My local supermarket, Carrefour, only seems to carry Sütaş brand light yogurt half the week. But since it is the only brand of yogurt whose non-fat version tastes any good, I refuse to settle for another brand, and often go home empty-handed. My local Carrefour doesn't even sell the müsli or bread I like, and has only a very limited selection of real fruit juice, but that's a topic for another blog post. For those items, I often go to Metro Grossmarkt in a neighbouring city thirty kilometres away.

I am smarter than to make a speacial trip just to Metro, and usually combine it with other errands, stopping in at Metro on my way past. But that doesn't make me any less annoyed when I can't find what I'm looking for. After all, it's a German company, and its employees have presumably been trained well. Last week there were several items on my list that I couldn't find, including Hahne müsli, the only musli available here that is reasonably priced and doesn't have an exorbitant sugar content. A stock clerk informed me that there had been a sale on the item the previous week, and so they'd sold out. Is that an excuse? I thought to myself, outraged.

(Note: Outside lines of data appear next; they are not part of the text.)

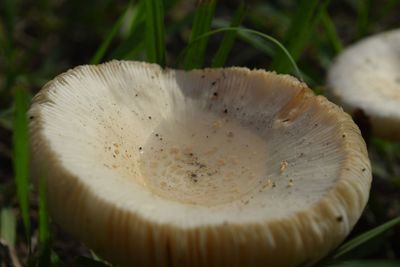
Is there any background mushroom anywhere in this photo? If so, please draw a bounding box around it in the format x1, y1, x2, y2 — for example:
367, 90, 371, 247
327, 30, 400, 140
29, 61, 371, 267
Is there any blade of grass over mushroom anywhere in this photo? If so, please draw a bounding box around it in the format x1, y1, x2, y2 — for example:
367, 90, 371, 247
272, 0, 319, 73
211, 2, 246, 68
184, 0, 216, 70
13, 86, 30, 240
326, 260, 400, 267
39, 176, 50, 244
142, 0, 165, 67
0, 208, 16, 247
181, 27, 303, 81
90, 1, 132, 64
333, 217, 400, 259
355, 0, 370, 37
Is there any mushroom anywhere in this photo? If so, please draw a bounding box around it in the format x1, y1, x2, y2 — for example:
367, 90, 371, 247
29, 61, 371, 267
327, 30, 400, 140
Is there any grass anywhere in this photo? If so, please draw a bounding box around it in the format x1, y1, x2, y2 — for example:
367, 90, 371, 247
184, 0, 216, 70
0, 0, 400, 267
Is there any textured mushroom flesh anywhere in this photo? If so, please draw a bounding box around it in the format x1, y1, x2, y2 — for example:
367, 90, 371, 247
29, 61, 371, 267
30, 62, 356, 226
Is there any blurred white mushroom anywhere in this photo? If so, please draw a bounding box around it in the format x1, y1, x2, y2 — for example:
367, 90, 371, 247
328, 30, 400, 140
29, 61, 371, 267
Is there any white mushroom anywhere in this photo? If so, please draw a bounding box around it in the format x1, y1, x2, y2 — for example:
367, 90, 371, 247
328, 30, 400, 140
29, 61, 371, 267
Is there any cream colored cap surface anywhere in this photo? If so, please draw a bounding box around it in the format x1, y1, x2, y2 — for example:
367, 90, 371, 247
29, 61, 371, 267
328, 30, 400, 140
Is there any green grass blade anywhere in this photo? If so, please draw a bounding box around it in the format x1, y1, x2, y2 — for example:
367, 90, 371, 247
39, 176, 50, 244
184, 0, 216, 70
0, 208, 17, 247
326, 260, 400, 267
0, 0, 17, 42
272, 0, 319, 73
111, 1, 146, 59
333, 217, 400, 259
319, 7, 343, 54
90, 1, 130, 64
181, 27, 303, 81
13, 86, 30, 241
142, 0, 165, 67
356, 0, 370, 37
211, 2, 246, 68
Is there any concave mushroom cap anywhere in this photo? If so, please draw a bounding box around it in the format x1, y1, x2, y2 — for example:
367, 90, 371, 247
327, 30, 400, 140
29, 61, 371, 267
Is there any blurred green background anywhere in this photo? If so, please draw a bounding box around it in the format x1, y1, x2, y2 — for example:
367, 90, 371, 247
0, 0, 400, 267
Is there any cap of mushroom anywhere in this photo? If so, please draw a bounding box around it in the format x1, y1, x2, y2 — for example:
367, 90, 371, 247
29, 61, 371, 267
328, 30, 400, 140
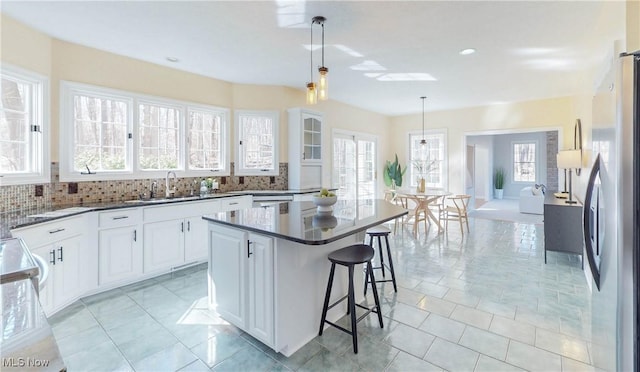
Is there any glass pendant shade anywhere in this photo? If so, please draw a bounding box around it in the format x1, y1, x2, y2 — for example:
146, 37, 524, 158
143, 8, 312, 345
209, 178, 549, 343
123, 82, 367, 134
318, 66, 329, 101
307, 82, 318, 105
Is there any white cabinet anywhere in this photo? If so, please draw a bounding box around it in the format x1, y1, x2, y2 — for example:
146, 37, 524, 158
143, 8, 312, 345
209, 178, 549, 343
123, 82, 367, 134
98, 208, 142, 286
144, 219, 184, 273
143, 196, 232, 273
289, 108, 323, 190
12, 216, 97, 315
209, 224, 275, 347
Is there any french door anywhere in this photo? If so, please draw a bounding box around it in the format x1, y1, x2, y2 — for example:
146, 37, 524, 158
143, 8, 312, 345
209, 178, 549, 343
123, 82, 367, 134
332, 131, 377, 199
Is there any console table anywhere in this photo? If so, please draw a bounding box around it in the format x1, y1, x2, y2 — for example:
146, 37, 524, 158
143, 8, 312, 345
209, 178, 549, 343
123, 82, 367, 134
544, 192, 584, 269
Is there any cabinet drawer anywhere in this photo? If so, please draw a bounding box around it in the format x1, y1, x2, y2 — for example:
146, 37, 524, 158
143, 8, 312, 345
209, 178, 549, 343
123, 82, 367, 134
98, 208, 142, 228
11, 216, 86, 247
142, 200, 220, 223
220, 195, 252, 212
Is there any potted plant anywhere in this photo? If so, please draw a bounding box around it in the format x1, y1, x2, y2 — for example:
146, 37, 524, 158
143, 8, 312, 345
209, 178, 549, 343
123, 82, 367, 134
382, 154, 407, 190
493, 167, 505, 199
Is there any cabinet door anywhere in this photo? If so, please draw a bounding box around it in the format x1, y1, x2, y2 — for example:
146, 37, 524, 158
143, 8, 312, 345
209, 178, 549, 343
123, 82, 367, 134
302, 114, 322, 163
184, 216, 208, 262
209, 226, 249, 329
144, 219, 185, 273
30, 244, 55, 316
247, 234, 274, 345
98, 226, 142, 285
50, 235, 84, 308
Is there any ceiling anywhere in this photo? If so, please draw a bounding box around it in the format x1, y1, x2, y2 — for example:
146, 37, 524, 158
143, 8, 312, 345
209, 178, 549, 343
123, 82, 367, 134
0, 0, 625, 116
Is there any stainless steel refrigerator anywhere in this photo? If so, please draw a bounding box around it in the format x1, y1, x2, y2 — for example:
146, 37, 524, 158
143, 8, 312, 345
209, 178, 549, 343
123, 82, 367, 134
583, 51, 640, 371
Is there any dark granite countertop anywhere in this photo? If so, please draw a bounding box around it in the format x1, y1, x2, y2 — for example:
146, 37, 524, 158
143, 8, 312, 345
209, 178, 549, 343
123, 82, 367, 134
0, 188, 336, 238
202, 199, 407, 245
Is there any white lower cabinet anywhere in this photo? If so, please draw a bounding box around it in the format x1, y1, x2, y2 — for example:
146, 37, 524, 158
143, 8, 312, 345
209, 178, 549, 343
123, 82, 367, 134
12, 217, 90, 316
209, 224, 275, 347
98, 226, 142, 285
144, 219, 184, 273
98, 208, 142, 286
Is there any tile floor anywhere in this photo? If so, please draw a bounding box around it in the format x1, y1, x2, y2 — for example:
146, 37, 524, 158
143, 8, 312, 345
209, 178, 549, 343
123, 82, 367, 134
50, 219, 597, 371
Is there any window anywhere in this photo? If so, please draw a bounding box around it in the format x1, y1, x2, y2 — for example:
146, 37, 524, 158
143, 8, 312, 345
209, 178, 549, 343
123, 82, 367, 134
410, 131, 447, 189
513, 142, 536, 182
60, 82, 229, 181
188, 108, 227, 170
138, 103, 182, 170
0, 65, 50, 185
235, 111, 279, 176
73, 92, 130, 172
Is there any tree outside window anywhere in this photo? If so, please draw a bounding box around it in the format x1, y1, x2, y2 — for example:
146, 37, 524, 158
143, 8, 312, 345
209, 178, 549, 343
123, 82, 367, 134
513, 142, 536, 182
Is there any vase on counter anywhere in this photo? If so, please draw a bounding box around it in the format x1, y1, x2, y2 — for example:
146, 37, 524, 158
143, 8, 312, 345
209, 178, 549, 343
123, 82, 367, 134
418, 178, 426, 192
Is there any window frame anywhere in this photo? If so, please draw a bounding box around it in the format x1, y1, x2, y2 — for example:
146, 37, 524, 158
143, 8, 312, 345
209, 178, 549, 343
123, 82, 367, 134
234, 110, 280, 176
510, 140, 540, 185
59, 80, 230, 182
0, 62, 51, 186
402, 129, 449, 190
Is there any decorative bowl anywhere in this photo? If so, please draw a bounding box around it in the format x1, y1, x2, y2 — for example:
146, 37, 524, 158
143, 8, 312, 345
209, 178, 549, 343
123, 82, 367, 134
311, 195, 338, 213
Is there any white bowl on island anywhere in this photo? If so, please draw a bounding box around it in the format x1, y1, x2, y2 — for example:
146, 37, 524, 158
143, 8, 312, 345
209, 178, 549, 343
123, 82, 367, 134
311, 195, 338, 213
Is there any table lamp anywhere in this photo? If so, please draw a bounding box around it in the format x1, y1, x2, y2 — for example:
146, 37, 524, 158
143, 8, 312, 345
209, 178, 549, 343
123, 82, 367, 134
556, 150, 582, 204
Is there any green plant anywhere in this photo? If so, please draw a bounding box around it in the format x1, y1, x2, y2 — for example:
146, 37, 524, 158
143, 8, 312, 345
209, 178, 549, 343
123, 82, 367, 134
383, 154, 407, 187
493, 168, 505, 190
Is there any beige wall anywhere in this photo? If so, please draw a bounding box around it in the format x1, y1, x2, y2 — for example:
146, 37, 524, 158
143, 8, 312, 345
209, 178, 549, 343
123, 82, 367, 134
385, 97, 576, 193
1, 12, 628, 192
1, 15, 389, 189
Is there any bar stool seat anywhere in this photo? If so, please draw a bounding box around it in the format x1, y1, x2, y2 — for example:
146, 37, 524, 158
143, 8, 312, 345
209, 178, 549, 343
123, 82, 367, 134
364, 225, 398, 295
319, 244, 384, 354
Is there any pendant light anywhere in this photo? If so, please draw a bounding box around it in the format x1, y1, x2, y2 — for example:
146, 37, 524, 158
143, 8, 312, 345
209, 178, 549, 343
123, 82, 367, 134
420, 96, 427, 148
311, 16, 329, 101
307, 17, 318, 105
307, 16, 329, 105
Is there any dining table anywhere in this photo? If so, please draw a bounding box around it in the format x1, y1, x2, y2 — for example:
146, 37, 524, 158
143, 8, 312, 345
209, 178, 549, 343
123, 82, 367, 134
396, 188, 451, 231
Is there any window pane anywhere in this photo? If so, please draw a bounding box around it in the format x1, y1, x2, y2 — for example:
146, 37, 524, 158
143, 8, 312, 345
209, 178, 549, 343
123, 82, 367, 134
0, 77, 30, 174
240, 116, 276, 170
73, 94, 128, 171
513, 143, 536, 182
188, 111, 224, 169
138, 104, 180, 170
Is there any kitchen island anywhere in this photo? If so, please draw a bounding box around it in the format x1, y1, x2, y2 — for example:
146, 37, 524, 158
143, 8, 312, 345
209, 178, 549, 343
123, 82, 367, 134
203, 200, 407, 356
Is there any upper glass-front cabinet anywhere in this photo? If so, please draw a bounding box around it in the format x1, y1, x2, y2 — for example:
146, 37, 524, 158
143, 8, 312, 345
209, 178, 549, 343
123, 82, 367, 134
289, 108, 323, 190
302, 113, 322, 161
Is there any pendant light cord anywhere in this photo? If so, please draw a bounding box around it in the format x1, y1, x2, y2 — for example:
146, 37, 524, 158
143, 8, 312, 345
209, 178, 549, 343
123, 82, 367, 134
321, 22, 324, 67
309, 20, 314, 83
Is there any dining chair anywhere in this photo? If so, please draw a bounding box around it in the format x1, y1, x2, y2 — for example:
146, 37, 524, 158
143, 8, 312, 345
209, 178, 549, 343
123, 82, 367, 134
398, 195, 428, 236
442, 194, 471, 235
384, 190, 404, 234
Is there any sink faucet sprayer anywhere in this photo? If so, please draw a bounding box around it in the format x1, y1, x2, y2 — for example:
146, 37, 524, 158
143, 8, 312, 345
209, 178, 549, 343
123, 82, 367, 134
165, 171, 178, 198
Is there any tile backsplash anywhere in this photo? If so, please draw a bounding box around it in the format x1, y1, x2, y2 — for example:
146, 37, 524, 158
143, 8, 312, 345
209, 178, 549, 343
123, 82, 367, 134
0, 163, 289, 212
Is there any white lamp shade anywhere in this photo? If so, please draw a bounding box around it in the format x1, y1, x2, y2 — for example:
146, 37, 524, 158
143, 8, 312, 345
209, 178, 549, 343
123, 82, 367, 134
556, 150, 582, 169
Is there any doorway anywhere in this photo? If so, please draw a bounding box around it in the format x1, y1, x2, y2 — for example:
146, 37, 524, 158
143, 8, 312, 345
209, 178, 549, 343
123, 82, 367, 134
332, 131, 378, 199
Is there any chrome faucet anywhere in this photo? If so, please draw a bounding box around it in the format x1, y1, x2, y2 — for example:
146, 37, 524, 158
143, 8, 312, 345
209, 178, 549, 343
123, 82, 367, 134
149, 181, 158, 199
165, 171, 178, 198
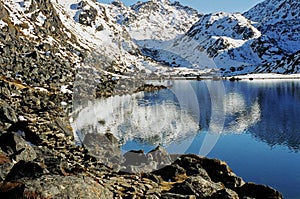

And to add salt to my wounds, when I complained to a manager, who then investigated my müsli crisis, I was informed that according to the computer, there was indeed more müsli somewhere in the store, but that it had been misplaced and was sitting on a skid somewhere high up on a shelf, and needed to be found.

The no-sugar-added fruit juices I like were likewise out of stock that day, and rather than settle for a sugary variety, I bought none.

If I seem unusually picky, might I defend myself by explaining the incredible joy I felt when I finally found these favourite grocery items of mine in the first place. In the case of the yogurt, I taste-tested a different brand's fat-free variety every week, deeming them all absolutely awful, before discovering Sütaş' delicious, creamy, you'd-never-guess-it-was-low-fat yogurt. And with the müsli, I went from one extreme -- no müsli -- to buying extremely expensive 150-gram boxes of sweetened Turkish varieties, which would be empty after three breakfasts, it seemed. And I'd gone over two years without drinking any juice at all, stubbornly refusing to drink the admittedly delicious sour cherry and other flavoured 'nectars' which contained no more than 20% real juice and lots of added sugar, and fondly reminiscing about my freezer back in Toronto, which had always been full of tins of Minute Maid frozen pure orange juice -- with pulp and added calcium. So the discovery of new products I truly loved was so sweet, that the disappointment of not being able to find them is all the greater.